Principal Appointed for new Institute of Technology at Bletchley Park
The consortium led by Milton Keynes College behind plans for a new Institute of Technology (IoT) at Bletchley Park has appointed its first principal. Alex Warner is currently Director of the Technology Faculty for one of the group partners, Activate Learning which operates Further Education (FE) colleges across Oxfordshire, Berkshire and Surrey. He says, “I was involved in the early bidding process, developing a vision for an IoT at the Park and I could not be more thrilled and excited. It’s a huge honour and responsibility being the first principal. It’s a dream job because we’re starting with a blank page and the possibilities are endless.
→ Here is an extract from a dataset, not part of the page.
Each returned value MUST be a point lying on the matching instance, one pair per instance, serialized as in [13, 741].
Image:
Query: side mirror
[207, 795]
From the very moment I was offered the job I just knew I had to grab it with both hands.”
Milton Keynes College leads an impressive group of partners including many local businesses alongside global giants like Microsoft and KPMG. The South Central IoT, as it will be known, aims to help close the existing skills gap in technology and the input of all those companies into the curriculum will ensure that it teaches the skills and creative ways of thinking which are most needed. Central to the project is that it will be truly accessible and inclusive, creating opportunities for as diverse a group of students and apprentice as can be inspired to learn there.
Dr Julie Mills OBE, CEO & Group Principal at the College says,
“Alex will be a wonderful asset to the IoT. He is knowledgeable, skilled and boundlessly enthusiastic and he really has grasped straight away what we want to achieve here. Alex will lead the development of a values-led institution which will inspire the next generation of digital visionaries.”
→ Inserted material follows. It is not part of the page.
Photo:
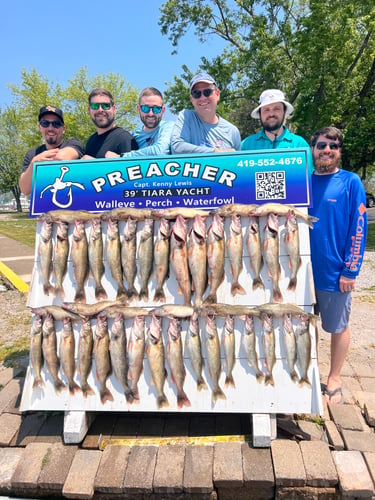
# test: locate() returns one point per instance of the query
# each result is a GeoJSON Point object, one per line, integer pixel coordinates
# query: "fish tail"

Alex’s drive to see students achieve their aspirations is underpinned by award-winning curriculum design, employer engagement, and innovative use of learning technologies, all of which are going to be incredibly important to the IoT. It is perfectly placed within the Oxford-Milton Keynes-Cambridge corridor which the government is determined will be a hotbed of digital expansion and development.
He says, “I am fascinated by the history of Bletchley Park and the diversity of people who made it such an important place. The codebreakers came from all walks of life and so shall our students. They will be the lateral thinkers, the disruptors and risk takers but, like those who went before them, they will also be collaborators and co-operators. They will learn to harness their collective tech expertise for good. They won’t all be tech specialists when they arrive; some will be virtual beginners. Our job is to help them develop the skills and talents they maybe don’t even realise themselves that they have and ready them for careers in digital technology and associated fields.”
Alex says the IoT won’t just be about qualifications:
“In my vision, students will develop knowledge, skills and behaviours by working on employer-sponsored “real-world” projects. “We are only just starting this technological revolution and the demand for skilled people who understand this new world is enormous. Business is crying out for well-rounded people with genuine expertise who can apply their skills to actual workplace needs and those are the people the IoT will be educating. We have a chance to seriously upgrade the workforce, not just locally but across the country and beyond; technology knows no boundaries and it couldn’t be more exciting.”